Over the next three years Deloitte will spend $580m (£428m) on improving its cyber security capability.
The firm’s European practice also aims to hire 500 new staff to work across cyber security by the end of 2018, according to the Financial Times (FT).
Deloitte suffered a cyber attack in September 2017 with reports suggesting as many as 350 of its clients were affected. Initially the firm claimed that only “very few” of its clients’ information had been impacted. It launched an internal review into the breach.
The increase in cyber defence comes amid rising pressure on firms and businesses to protect client data as the General Data Protection Regulation (GDPR) 25 May deadline approaches.
Under the new regulation organisations guilty of an infringement could be liable to pay 4% of turnover or €20m (£17.5m).
Larry Quinlan, Deloitte’s chief information officer, told the FT that “cyber threat management is a fundamental part of doing business today” and that threats were “evolving and persistent”.
He said it required not just the right technology and infrastructure, but also correct behaviour.

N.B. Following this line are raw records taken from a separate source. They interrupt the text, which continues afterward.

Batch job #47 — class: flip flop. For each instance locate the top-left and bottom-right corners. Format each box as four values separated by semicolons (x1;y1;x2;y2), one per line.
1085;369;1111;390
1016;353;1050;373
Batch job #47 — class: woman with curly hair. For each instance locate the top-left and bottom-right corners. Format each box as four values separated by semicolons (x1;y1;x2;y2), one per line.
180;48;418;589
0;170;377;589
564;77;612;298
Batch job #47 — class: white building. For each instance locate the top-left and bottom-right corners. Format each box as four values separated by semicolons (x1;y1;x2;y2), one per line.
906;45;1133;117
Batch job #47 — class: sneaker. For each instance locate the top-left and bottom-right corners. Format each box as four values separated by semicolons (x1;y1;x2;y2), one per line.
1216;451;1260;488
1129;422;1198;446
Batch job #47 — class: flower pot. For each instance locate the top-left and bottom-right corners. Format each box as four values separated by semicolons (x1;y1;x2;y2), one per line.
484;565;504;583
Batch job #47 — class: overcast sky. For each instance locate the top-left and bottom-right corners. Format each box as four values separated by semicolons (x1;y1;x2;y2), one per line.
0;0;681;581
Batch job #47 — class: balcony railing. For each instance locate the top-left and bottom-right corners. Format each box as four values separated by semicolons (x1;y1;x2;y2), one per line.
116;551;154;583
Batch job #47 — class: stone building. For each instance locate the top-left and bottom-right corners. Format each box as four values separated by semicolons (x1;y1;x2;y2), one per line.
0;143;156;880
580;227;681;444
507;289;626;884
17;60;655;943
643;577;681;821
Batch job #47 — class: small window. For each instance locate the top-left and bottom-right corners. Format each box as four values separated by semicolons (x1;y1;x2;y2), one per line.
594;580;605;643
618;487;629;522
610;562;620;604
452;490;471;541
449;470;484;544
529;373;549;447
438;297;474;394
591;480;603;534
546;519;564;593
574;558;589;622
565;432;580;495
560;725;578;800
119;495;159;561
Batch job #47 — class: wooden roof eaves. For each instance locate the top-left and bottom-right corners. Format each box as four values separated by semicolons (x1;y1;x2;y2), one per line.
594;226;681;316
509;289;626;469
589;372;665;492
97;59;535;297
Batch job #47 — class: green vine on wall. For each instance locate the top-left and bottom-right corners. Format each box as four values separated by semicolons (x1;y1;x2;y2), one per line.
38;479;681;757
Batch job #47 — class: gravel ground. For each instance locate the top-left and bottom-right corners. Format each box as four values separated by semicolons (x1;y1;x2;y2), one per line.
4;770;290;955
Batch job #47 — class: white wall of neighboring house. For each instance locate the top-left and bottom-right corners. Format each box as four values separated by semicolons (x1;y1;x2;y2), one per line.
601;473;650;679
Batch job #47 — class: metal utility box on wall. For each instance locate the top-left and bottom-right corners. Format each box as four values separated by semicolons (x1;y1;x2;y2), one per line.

Wainwright formerly spent nine years at EU agency Europol where, as an executive director, he was responsible for police and intelligence cooperation between Europe and the US regarding financial and cyber crime.
Deloitte is not the only Big Four firm to increase its cyber security capability recently. In January, KPMG appointed David Ferbache, former head of cyber policy and plans at the Ministry of Defence, as chief technology officer in its UK cyber security practice.
Last month, reports suggested that nearly one in four (23%) finance businesses don’t know if, or don’t expect they will be ready for the GDPR deadline.